Où trouver de l’aide pour créer son entreprise : Avis de Aziz Qadiri, Vice-président de "Réseau Maroc Entreprendre"

Les divers organismes doivent travailler ensemble pour promouvoir la culture entrepreunariale.

Réseau Maroc Entreprendre est une association qui a pour vocation de permettre à des créateurs-entrepreneurs de bénéficier d’un accompagnement financier et humain dans le cadre d’un réseau d’entrepreneurs dirigeants. Aziz Qadiri, vice-président de cette association livre ses impressions.

En tant qu’association, quel est votre apport à tout porteur de projet ?
L’objectif est de donner aux créateurs entrepreneurs plus de chance à la réussite de leur projet. En effet, pour chaque projet approuvé, le jeune entrepreneur reçoit un prêt d’honneur sans intérêt mais surtout un accompagnement individuel par un de nos membres, chef d’entreprise. Cet accompagnement à la carte permet au lauréat de capitaliser sur l’expérience et le réseau de nos membres. De plus, dans le cadre du Club des Lauréats, nos jeunes reçoivent des formations diverses (gestion et développement personnel).

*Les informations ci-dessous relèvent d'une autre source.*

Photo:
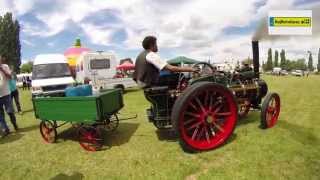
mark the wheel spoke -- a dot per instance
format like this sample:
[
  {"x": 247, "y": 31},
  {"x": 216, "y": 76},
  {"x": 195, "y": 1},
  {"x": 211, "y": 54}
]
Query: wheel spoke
[
  {"x": 200, "y": 104},
  {"x": 217, "y": 109},
  {"x": 200, "y": 134},
  {"x": 189, "y": 121},
  {"x": 194, "y": 125},
  {"x": 195, "y": 133},
  {"x": 193, "y": 106},
  {"x": 207, "y": 134},
  {"x": 192, "y": 114},
  {"x": 218, "y": 126},
  {"x": 223, "y": 114},
  {"x": 206, "y": 98}
]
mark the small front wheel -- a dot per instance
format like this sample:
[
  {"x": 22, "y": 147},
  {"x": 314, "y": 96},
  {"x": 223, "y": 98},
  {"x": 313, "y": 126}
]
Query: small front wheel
[
  {"x": 48, "y": 131},
  {"x": 112, "y": 123},
  {"x": 90, "y": 138},
  {"x": 270, "y": 110}
]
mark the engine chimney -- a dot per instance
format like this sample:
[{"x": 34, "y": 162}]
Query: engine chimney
[{"x": 255, "y": 51}]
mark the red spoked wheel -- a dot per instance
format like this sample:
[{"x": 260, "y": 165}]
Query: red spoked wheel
[
  {"x": 48, "y": 131},
  {"x": 204, "y": 116},
  {"x": 90, "y": 138},
  {"x": 244, "y": 109},
  {"x": 270, "y": 110}
]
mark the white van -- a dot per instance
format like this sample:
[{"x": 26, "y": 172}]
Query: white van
[
  {"x": 50, "y": 75},
  {"x": 20, "y": 78},
  {"x": 100, "y": 68}
]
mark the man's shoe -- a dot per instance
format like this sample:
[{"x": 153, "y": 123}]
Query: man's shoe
[{"x": 6, "y": 133}]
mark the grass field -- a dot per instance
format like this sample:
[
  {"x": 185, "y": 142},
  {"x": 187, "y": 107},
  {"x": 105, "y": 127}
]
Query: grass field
[{"x": 290, "y": 150}]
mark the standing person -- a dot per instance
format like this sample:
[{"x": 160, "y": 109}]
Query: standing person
[
  {"x": 149, "y": 64},
  {"x": 14, "y": 92},
  {"x": 5, "y": 99},
  {"x": 28, "y": 82},
  {"x": 24, "y": 83}
]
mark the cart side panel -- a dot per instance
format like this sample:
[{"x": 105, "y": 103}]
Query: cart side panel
[
  {"x": 82, "y": 109},
  {"x": 110, "y": 102}
]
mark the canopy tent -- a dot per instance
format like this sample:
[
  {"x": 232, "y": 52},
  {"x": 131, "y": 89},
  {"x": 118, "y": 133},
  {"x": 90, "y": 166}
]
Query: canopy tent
[
  {"x": 181, "y": 60},
  {"x": 126, "y": 66}
]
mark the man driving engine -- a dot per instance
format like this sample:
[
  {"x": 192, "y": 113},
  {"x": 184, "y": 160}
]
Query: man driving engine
[{"x": 149, "y": 64}]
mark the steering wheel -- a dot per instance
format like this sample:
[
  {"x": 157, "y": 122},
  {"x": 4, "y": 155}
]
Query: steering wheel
[{"x": 204, "y": 69}]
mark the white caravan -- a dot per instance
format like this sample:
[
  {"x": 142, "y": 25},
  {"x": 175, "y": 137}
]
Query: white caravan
[
  {"x": 50, "y": 75},
  {"x": 100, "y": 69}
]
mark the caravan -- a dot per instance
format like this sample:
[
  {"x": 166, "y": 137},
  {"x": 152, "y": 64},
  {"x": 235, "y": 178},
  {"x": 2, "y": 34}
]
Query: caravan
[{"x": 99, "y": 68}]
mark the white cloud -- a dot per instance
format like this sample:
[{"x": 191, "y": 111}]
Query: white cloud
[
  {"x": 27, "y": 42},
  {"x": 98, "y": 35},
  {"x": 189, "y": 27}
]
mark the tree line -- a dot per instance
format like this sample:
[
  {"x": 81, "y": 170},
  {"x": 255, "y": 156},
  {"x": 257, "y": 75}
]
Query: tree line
[
  {"x": 10, "y": 47},
  {"x": 289, "y": 64}
]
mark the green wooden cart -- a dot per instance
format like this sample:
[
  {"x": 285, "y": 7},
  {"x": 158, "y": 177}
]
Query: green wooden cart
[{"x": 86, "y": 113}]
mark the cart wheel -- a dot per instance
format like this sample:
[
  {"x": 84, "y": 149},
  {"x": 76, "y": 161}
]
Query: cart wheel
[
  {"x": 48, "y": 131},
  {"x": 90, "y": 138},
  {"x": 270, "y": 110},
  {"x": 162, "y": 125},
  {"x": 205, "y": 116},
  {"x": 244, "y": 109},
  {"x": 112, "y": 123}
]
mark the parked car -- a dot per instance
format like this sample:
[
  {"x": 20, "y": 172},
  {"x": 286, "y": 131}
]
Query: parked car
[
  {"x": 297, "y": 73},
  {"x": 50, "y": 75}
]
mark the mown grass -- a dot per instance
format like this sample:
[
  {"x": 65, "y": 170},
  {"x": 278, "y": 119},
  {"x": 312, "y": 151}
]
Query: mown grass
[{"x": 291, "y": 150}]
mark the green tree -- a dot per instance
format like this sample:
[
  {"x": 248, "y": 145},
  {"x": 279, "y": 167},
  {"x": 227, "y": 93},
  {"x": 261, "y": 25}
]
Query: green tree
[
  {"x": 247, "y": 61},
  {"x": 282, "y": 58},
  {"x": 26, "y": 67},
  {"x": 310, "y": 62},
  {"x": 318, "y": 65},
  {"x": 10, "y": 41},
  {"x": 276, "y": 59},
  {"x": 269, "y": 60}
]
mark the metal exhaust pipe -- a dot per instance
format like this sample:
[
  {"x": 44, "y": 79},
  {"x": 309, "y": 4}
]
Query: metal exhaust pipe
[{"x": 255, "y": 53}]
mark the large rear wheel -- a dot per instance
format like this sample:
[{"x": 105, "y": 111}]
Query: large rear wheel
[{"x": 204, "y": 116}]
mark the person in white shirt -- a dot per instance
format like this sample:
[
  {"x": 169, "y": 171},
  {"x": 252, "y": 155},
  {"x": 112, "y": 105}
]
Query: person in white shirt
[
  {"x": 5, "y": 98},
  {"x": 149, "y": 64}
]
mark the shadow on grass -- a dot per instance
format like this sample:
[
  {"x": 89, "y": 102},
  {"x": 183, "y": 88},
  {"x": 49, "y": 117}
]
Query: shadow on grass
[
  {"x": 74, "y": 176},
  {"x": 252, "y": 117},
  {"x": 171, "y": 136},
  {"x": 30, "y": 128},
  {"x": 27, "y": 110},
  {"x": 302, "y": 134},
  {"x": 167, "y": 135},
  {"x": 10, "y": 138},
  {"x": 118, "y": 137},
  {"x": 130, "y": 90}
]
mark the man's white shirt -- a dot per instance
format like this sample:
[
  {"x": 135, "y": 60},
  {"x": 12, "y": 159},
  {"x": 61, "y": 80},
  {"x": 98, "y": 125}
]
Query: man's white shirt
[{"x": 155, "y": 59}]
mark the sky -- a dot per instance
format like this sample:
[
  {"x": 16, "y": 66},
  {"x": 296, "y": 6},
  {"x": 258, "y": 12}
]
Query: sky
[{"x": 212, "y": 30}]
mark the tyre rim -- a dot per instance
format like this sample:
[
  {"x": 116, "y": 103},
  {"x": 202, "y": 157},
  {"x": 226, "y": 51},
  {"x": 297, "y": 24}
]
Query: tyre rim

Quel est le bilan du Réseau Maroc Entreprendre depuis sa création ?
En quatre années d’existence, Réseau Maroc Entreprendre a accompagné plus d’une quarantaine d’entrepreneurs et a ainsi permis de générer plus de deux cents emplois. Parmi les entreprises qui ont donc vu le jour grâce à RME, on peut citer Rekrute.com, Autruche d’Asrir ou Centaure Communication.

Quels sont les critères de sélection des candidats ?
Il faut être créateur d’une entreprise de moins de 2 ans (voire 3 ans dans certains cas) ou bien repreneur d’une entreprise (de 4 à 40 salariés) depuis moins d’un an (voire 2 ans dans certains cas). Deuxièmement, il faut porter un projet qui recèle un potentiel de développement et qui intègre une dimension stratégique. Les projets de type commerce, restauration, petit artisanat ou services de proximité, n’entrent pas dans le champ d’action de RME. Troisièmement, il faut être l’actionnaire ou l’associé principal et leader de manière opérationnelle dans son entreprise. Enfin, il faut avoir le sens de l’écoute et être ouvert au principe de l’accompagnement et du partage d’expérience.

Les jeunes porteurs de projet sont-ils suffisamment informés sur les mécanismes d’aide qui existent sur la place ?
Non. Nos jeunes ne connaissent pas toute la panoplie des aides mises en place sur le marché marocain. Les divers organismes gagneraient à travailler conjointement pour favoriser la culture entrepreunariale.